I am not sure that he actually read the same report as New Democrats did, and I will quote from the report to help him out. It states:
...the number of low-paying [full-time] jobs has risen faster than the number of mid-paying jobs, which in turn, has risen faster than the number of high-paying jobs.
It further states:
The damage caused to full-time employment during each recession was, in many ways, permanent.

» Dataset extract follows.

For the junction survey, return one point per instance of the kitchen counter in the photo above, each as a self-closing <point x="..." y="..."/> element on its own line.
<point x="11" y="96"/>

We have seen a 0.7% job-growth rate in Canada during 2014, which was supposed to be a good year. We have seen youth unemployment at twice the national average and 200,000 more Canadians out of work than before the recession, and all Conservatives want to do is pull a muscle patting themselves on the back for a job well done. We know that the Canadian economy needs some help. The government's answer to falling oil prices was to delay the budget by a few months, just hoping things would get better. There is no plan B coming from the government, other than more tax breaks for the wealthiest Canadians.
My simple question is this. The CIBC report shows that job quality in Canada is at its lowest level in a generation. Let me repeat that. The quality of jobs in Canada is at its lowest level in a generation. Does that not preoccupy him at all, the fact that we are moving from full-time, well-paying jobs to more precarious part-time work in this country, as was evidenced in last month's report by his own department? Is he not at all concerned with that, and would he just get on with the work of presenting a budget that would actually meet the needs of the Canadian economy?